Offshore orcas were given this name for what the name implies. They remain offshore cruising the open oceans feeding primarily on fish. They have been seen traveling in groups of up to 60 animals. Currently there is little known about the habits of this population, but they can be distinguished genetically from the residents and transients. Female offshores are characterized by dorsal fin tips that are continuously rounded.
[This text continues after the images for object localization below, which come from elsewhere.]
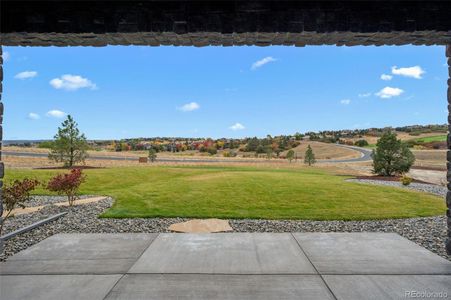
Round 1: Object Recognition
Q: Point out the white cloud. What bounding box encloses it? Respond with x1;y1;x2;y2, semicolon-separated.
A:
2;51;10;62
358;92;371;98
46;110;66;118
340;99;351;105
229;123;245;131
391;65;425;79
375;87;404;99
28;112;40;120
177;102;200;112
251;56;277;70
380;74;392;81
15;71;38;80
50;74;97;91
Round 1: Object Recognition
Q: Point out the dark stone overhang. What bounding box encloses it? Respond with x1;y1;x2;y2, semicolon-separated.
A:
1;1;451;46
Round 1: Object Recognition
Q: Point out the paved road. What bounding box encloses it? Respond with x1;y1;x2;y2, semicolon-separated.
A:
2;145;372;164
326;144;373;163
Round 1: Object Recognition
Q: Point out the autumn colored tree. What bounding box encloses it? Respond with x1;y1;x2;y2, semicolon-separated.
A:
0;179;40;234
47;169;86;206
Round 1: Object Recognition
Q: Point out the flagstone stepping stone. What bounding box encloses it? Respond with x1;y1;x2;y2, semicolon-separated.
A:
168;219;233;233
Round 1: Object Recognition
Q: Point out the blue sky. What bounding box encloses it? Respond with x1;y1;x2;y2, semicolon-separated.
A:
2;45;448;140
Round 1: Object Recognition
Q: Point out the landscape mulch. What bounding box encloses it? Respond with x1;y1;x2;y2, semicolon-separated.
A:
354;175;431;184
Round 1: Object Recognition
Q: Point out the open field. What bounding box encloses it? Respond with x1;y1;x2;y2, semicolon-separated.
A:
411;135;447;143
411;150;446;169
3;155;326;169
5;165;445;220
347;131;447;145
4;142;362;161
282;141;360;160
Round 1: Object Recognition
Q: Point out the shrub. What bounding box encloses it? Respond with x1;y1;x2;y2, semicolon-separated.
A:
286;150;295;162
47;169;86;206
371;131;415;176
207;146;217;155
354;139;369;147
0;179;40;234
37;141;55;149
405;140;418;148
401;175;413;186
223;151;237;158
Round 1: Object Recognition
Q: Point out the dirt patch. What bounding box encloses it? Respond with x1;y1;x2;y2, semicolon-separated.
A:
34;166;104;170
411;166;446;171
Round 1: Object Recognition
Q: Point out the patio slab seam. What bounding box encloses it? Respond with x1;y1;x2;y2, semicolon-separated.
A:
290;232;338;300
124;233;161;273
100;233;162;300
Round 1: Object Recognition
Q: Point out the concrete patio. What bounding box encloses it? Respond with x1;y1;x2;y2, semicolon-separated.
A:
0;232;450;300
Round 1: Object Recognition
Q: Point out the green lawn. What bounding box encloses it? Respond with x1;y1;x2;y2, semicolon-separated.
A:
413;135;447;143
364;144;377;149
5;166;446;220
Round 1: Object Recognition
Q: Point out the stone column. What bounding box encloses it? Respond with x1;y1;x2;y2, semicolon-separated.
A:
0;46;3;220
447;45;451;254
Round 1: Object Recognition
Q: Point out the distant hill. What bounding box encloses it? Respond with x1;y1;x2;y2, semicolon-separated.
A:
3;140;51;146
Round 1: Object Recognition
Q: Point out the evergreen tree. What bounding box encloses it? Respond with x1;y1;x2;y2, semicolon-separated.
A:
294;132;303;141
49;115;88;167
371;131;415;176
304;145;316;166
245;137;260;152
148;148;157;162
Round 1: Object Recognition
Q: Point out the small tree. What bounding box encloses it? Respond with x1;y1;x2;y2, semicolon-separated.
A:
304;145;316;166
286;150;295;163
255;145;266;154
265;148;273;160
47;169;86;206
354;139;369;147
49;115;89;167
148;148;157;163
371;131;415;176
294;132;303;141
0;179;40;234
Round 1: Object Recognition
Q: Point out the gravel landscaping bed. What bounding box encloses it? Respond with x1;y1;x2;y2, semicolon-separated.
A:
1;196;449;261
346;179;447;197
25;195;97;207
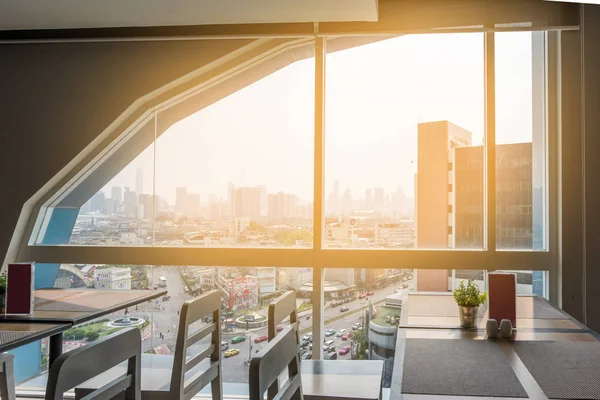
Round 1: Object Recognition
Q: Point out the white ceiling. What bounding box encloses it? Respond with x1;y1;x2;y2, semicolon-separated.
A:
0;0;378;30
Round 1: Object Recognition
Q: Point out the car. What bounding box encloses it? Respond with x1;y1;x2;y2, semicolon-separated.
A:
340;306;350;312
162;295;171;301
221;341;229;351
276;325;284;332
339;345;351;355
254;335;268;343
302;334;313;342
322;340;334;351
367;291;375;296
301;340;310;349
224;349;239;357
352;323;363;330
402;283;409;289
324;352;338;360
341;335;348;341
324;344;335;353
301;352;312;360
325;329;336;337
231;336;246;344
336;329;347;337
358;293;367;299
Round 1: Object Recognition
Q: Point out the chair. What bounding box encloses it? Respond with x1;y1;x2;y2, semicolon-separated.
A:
0;353;16;400
268;291;299;345
46;327;141;400
76;290;222;400
250;327;303;400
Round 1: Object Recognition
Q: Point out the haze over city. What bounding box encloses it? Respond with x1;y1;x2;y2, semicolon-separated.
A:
102;33;533;206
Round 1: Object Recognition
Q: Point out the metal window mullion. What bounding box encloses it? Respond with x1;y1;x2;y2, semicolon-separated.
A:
484;32;496;254
312;33;326;360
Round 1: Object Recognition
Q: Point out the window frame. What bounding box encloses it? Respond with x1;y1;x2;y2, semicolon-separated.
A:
8;30;561;360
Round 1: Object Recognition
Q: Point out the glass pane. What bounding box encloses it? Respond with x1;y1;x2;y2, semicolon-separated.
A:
495;32;547;250
30;116;157;246
324;34;484;249
153;45;315;248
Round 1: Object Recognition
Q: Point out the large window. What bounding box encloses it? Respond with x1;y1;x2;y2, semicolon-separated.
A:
11;31;557;390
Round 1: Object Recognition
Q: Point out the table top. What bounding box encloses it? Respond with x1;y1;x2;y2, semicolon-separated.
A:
390;293;599;400
302;360;384;400
0;289;167;325
0;322;70;353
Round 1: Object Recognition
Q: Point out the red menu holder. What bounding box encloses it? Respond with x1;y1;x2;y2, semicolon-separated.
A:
6;263;35;315
488;272;517;327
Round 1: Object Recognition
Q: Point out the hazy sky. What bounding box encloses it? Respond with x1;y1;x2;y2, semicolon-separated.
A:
106;32;533;205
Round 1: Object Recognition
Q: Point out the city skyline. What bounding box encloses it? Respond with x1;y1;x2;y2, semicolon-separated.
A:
100;32;533;205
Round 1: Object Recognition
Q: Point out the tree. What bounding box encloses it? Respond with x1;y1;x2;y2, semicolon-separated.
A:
249;221;267;233
85;331;100;341
350;329;368;360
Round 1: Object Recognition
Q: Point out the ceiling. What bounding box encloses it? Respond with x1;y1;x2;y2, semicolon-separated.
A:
0;0;378;30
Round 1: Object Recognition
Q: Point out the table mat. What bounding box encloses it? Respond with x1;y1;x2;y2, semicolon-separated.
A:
513;341;600;399
402;339;527;398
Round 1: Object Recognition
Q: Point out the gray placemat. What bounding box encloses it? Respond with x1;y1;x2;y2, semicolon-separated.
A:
516;297;567;319
402;339;527;398
513;341;600;399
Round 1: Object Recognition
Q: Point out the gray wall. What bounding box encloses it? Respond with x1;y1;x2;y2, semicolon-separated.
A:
0;39;252;261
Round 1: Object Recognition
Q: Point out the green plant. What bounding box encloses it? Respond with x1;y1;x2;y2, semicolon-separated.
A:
85;331;100;341
453;279;487;307
0;272;6;295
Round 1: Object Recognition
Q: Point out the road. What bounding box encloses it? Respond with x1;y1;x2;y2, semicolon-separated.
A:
70;267;413;384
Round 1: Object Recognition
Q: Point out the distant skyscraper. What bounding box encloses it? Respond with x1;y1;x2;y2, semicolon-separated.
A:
341;188;353;215
123;188;137;207
111;186;123;204
176;187;187;214
258;185;267;217
135;168;144;195
90;192;105;213
365;188;373;209
185;193;201;218
374;187;385;209
234;187;261;218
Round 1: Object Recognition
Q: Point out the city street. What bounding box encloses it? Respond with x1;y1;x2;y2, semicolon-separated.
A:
71;267;413;384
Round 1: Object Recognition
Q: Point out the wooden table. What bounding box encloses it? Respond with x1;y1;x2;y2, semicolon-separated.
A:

The animals are distinctively marked, with a black back, white chest and sides, and a white patch above and behind the eye. They have a heavy and stocky body and a large dorsal fin with a dark gray “saddle patch” behind it. Males can be up to 31 ft (9.5 m long) and weigh in excess of 6 tons; females are smaller, reaching up to 28 ft (8.5 m) and a weight of about 5 tons. Calves at birth weigh about 396 pounds (180 kg) and are about long 8 ft (2.4 m). Unlike most dolphins, the pectoral fin of an orca is large and rounded – more of a paddle than other dolphin species. Pectoral fins of males are significantly larger than those of females. At about 1.8 m (6 ft), the dorsal fin of the male is more than twice the size of the female’s, and is more of a triangle shape – a tall, elongated isosceles triangle, whereas the dorsal fin of the female is shorter and generally more curved. Nicks, cuts and scrapes on these fins, as well as distinctive features of each fin, help scientists identify individuals. There are also minor variations in physical characteristics between resident and transient Killer Whales.
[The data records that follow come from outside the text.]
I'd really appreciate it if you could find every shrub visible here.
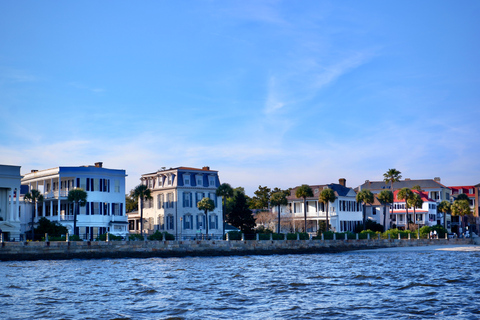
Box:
[96,233,123,241]
[148,231,164,241]
[226,231,242,240]
[129,233,145,241]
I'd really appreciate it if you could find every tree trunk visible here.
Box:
[205,210,209,239]
[303,199,307,233]
[383,204,387,231]
[73,201,78,236]
[325,202,329,232]
[31,200,36,240]
[362,204,366,230]
[405,206,409,231]
[222,197,226,238]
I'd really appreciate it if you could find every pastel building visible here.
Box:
[388,190,438,229]
[129,166,222,239]
[20,162,128,239]
[284,179,363,233]
[448,185,479,234]
[0,165,22,241]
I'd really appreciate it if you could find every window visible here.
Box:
[209,215,218,229]
[196,214,205,229]
[183,192,191,207]
[168,175,172,185]
[469,188,473,194]
[92,202,100,215]
[148,179,154,188]
[94,178,100,191]
[209,176,215,186]
[196,175,203,186]
[183,214,193,230]
[157,177,163,187]
[166,215,174,230]
[184,174,191,186]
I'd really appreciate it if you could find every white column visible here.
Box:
[15,188,20,221]
[57,175,61,221]
[9,189,14,222]
[50,200,53,217]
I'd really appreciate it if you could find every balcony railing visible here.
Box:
[43,190,68,199]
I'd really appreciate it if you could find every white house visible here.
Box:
[0,165,22,241]
[284,179,363,233]
[129,166,222,240]
[20,162,128,240]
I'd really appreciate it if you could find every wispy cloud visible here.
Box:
[0,68,37,84]
[69,82,105,93]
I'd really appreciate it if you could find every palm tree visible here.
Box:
[216,183,234,238]
[24,189,44,240]
[451,199,472,236]
[397,187,413,230]
[356,189,374,230]
[407,192,423,229]
[197,197,215,239]
[270,190,288,233]
[377,190,393,230]
[132,184,152,237]
[437,200,451,230]
[67,188,88,236]
[318,188,336,232]
[383,169,402,222]
[295,185,313,233]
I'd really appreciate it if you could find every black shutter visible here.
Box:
[86,178,90,191]
[120,203,123,216]
[86,202,90,215]
[108,179,110,192]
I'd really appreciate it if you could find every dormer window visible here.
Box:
[208,176,215,187]
[168,174,172,185]
[196,175,203,186]
[157,176,163,188]
[184,174,191,186]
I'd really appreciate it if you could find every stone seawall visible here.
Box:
[0,238,474,261]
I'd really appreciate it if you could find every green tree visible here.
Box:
[24,189,44,240]
[132,184,152,236]
[227,191,256,235]
[437,200,451,230]
[68,188,88,236]
[295,185,313,232]
[383,168,402,222]
[407,192,423,229]
[197,197,215,239]
[451,199,472,235]
[34,217,68,240]
[269,189,289,233]
[318,188,336,232]
[250,185,271,210]
[125,189,138,213]
[397,187,413,230]
[412,185,422,192]
[455,193,469,201]
[377,190,393,230]
[216,183,234,237]
[356,189,374,230]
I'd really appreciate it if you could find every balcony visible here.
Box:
[43,190,68,199]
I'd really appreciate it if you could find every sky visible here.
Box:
[1,1,479,196]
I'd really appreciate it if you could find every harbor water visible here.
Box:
[1,245,479,319]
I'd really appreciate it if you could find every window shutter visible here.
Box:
[215,215,218,229]
[86,202,90,215]
[190,193,193,207]
[86,178,90,191]
[183,193,185,207]
[108,179,110,192]
[91,178,94,191]
[76,178,80,188]
[196,215,199,229]
[120,203,123,215]
[91,202,94,215]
Females become mature at around 15 years of age. From then they have periods of polyestrous cycling with non-cycling periods of between three and sixteen months. The gestation period varies from fifteen to eighteen months. Mothers calve, with a single offspring, about once every five years. In analyzed resident pods, birth occurs at any time of year, with the most popular months being those in winter. New-born mortality is very high – one survey suggested that nearly half of all calves fail to reach the age of six months. Calves nurse for up to two years, but will start to take solid food at about twelve months. Cows breed until the age of 40, meaning that on average they raise five offspring. Typically females live to the age of fifty, but may survive well into their eighties or nineties in exceptional cases. Males become sexually mature at the age of 15, but do not typically reproduce until age 21. Males live to about 30 on average, and to 50 in exceptional cases.